Since GPT-Neo (2.7B) is about 60x smaller than GPT-3 (175B), it doesn’t generalize as well to zero-shot problems and desires 3-4 examples to attain good results. If you provide more examples GPT-Neo understands the duty and takes the end_sequence under consideration, which allows us to regulate the generated text pretty much.

insights-benefit-of-examples

The hyperparameter End Sequence, Token Length & Temperature will be used to regulate the text-generation of the model and you should use this to your advantage to resolve the duty you wish. The Temperature controlls the randomness of your generations, lower temperature ends in less random generations and better temperature ends in more random generations.

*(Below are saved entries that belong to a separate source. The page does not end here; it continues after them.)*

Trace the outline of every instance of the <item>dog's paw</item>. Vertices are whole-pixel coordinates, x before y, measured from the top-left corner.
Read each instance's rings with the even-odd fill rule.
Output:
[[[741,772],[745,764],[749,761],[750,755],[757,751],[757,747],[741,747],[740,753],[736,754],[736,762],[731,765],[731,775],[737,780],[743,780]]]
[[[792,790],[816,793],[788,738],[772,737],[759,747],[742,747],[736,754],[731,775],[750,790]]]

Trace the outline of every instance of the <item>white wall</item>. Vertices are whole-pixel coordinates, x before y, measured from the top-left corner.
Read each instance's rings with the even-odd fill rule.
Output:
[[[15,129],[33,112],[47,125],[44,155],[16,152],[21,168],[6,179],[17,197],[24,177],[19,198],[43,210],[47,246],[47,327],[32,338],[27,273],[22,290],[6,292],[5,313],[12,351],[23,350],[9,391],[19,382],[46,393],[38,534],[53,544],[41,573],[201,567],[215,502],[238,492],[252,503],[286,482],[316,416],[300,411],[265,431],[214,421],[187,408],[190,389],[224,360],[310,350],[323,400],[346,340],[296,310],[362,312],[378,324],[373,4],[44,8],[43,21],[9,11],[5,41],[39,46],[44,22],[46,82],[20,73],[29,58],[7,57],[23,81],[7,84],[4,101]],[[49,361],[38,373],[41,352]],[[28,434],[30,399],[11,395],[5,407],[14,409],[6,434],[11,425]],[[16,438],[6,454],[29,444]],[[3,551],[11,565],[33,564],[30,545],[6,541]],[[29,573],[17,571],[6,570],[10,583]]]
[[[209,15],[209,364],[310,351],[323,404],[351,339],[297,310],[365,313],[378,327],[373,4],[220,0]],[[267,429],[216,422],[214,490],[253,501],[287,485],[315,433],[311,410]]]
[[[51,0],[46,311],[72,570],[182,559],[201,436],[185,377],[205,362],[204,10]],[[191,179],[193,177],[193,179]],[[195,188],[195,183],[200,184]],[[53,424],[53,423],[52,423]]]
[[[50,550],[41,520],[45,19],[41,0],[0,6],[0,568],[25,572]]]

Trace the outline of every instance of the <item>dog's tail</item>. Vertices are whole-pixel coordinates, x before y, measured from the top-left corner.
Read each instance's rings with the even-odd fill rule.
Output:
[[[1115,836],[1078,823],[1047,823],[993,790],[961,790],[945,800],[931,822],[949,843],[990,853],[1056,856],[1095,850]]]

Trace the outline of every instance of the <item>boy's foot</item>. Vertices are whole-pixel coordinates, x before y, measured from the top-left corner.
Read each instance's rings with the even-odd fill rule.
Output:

insights-benefit-of-hyperparameter

In the instance, you possibly can see how vital it’s to define your hyperparameter. These could make the difference between solving your task or failing miserably.




Responsible Use

Few-Shot Learning is a robust technique but in addition presents unique pitfalls that have to be taken under consideration when designing uses cases.
As an example this, let’s consider the default Sentiment Evaluation setting provided within the widget. After seeing three examples of sentiment classification, the model makes the next predictions 4 times out of 5, with temperature set to 0.1:



Tweet: “I’m a disabled joyful person”
Sentiment: Negative

What could go fallacious? Imagine that you simply are using sentiment evaluation to aggregate reviews of products on an internet shopping website: a possible end result may very well be that items useful to individuals with disabilities can be routinely down-ranked – a type of automated discrimination. For more on this specific issue, we recommend the ACL 2020 paper Social Biases in NLP Models as Barriers for Individuals with Disabilities. Because Few-Shot Learning relies more directly on information and associations picked up from pre-training, it makes it more sensitive to one of these failures.

minimize the chance of harm? Listed here are some practical recommendations.



Best practices for responsible use

  • Ensure people know which parts of their user experience rely upon the outputs of the ML system
  • If possible, give users the power to opt-out
  • Provide a mechanism for users to offer feedback on the model decision, and to override it
  • Monitor feedback, especially model failures, for groups of users that could be disproportionately affected

What needs most to be avoided is to make use of the model to routinely make decisions for, or about, a user, without opportunity for a human to supply input or correct the output. Several regulations, resembling GDPR in Europe, require that users be provided an evidence for automatic decisions made about them.


To make use of GPT-Neo or any Hugging Face model in your individual application, you possibly can start a free trial of the 🤗 Accelerated Inference API.
If you happen to need assistance mitigating bias in models and AI systems, or leveraging Few-Shot Learning, the 🤗 Expert Acceleration Program can offer your team direct premium support from the Hugging Face team.